Jared Panchia

Personal information
- Full name: Jared Kiran Panchia
- Born: 18 October 1993 (age 32) Auckland, New Zealand
- Height: 1.70 m (5 ft 7 in)

Sport
- Sport: Field hockey
- Position: Forward/Midfielder
- Club: Auckland

Senior career
- Years: Team / Caps / Goals
- –: Auckland / - / -

National team
- Years: Team / Caps / Goals
- 2013–2014: New Zealand U21 / 45 / -
- 2013–: New Zealand / 139 / (26)

Medal record
Men's field hockey
Representing New Zealand
Commonwealth Games
| Silver medal – second place | 2018 Gold Coast | Team |
Oceania Cup
| Silver medal – second place | 2013 Stratford |  |
| Silver medal – second place | 2017 Sydney |  |
| Silver medal – second place | 2019 Rockhampton |  |

= Jared Panchia =

New Zealand field hockey player

Jared Kiran Panchia (born 18 October 1993) is a New Zealand field hockey player who plays as a forward or midfielder for the New Zealand national team.

==Life and career==
Panchia was born on 18 October 1993 in Auckland to Peter Panchia and Ramila. Both his parents played field hockey at local level. Panchia's siblings are also field hockey players; his elder brother Arun Panchia has captained the national side, while younger brother Daniel Panchia has represented the national junior team. He has a younger sister, Anjali, who has also taken up the sport. The Panchia family have Gujarati ancestry, with Panchia's great-grandfather emigrating from India to New Zealand in the 1920s.

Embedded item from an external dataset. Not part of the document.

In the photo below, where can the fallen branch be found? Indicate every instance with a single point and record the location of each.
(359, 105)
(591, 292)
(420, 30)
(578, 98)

Panchia was part of the New Zealand U21 squad that took part in the 2013 Men's Hockey Junior World Cup in New Delhi. He made his senior team debut the same year and was the youngest member of the national squad at the 2014 Men's Hockey World Cup in The Hague. Panchia was part of two Oceania Cup silver medal-winning teams: 2013 in Stratford and 2017 in Sydney.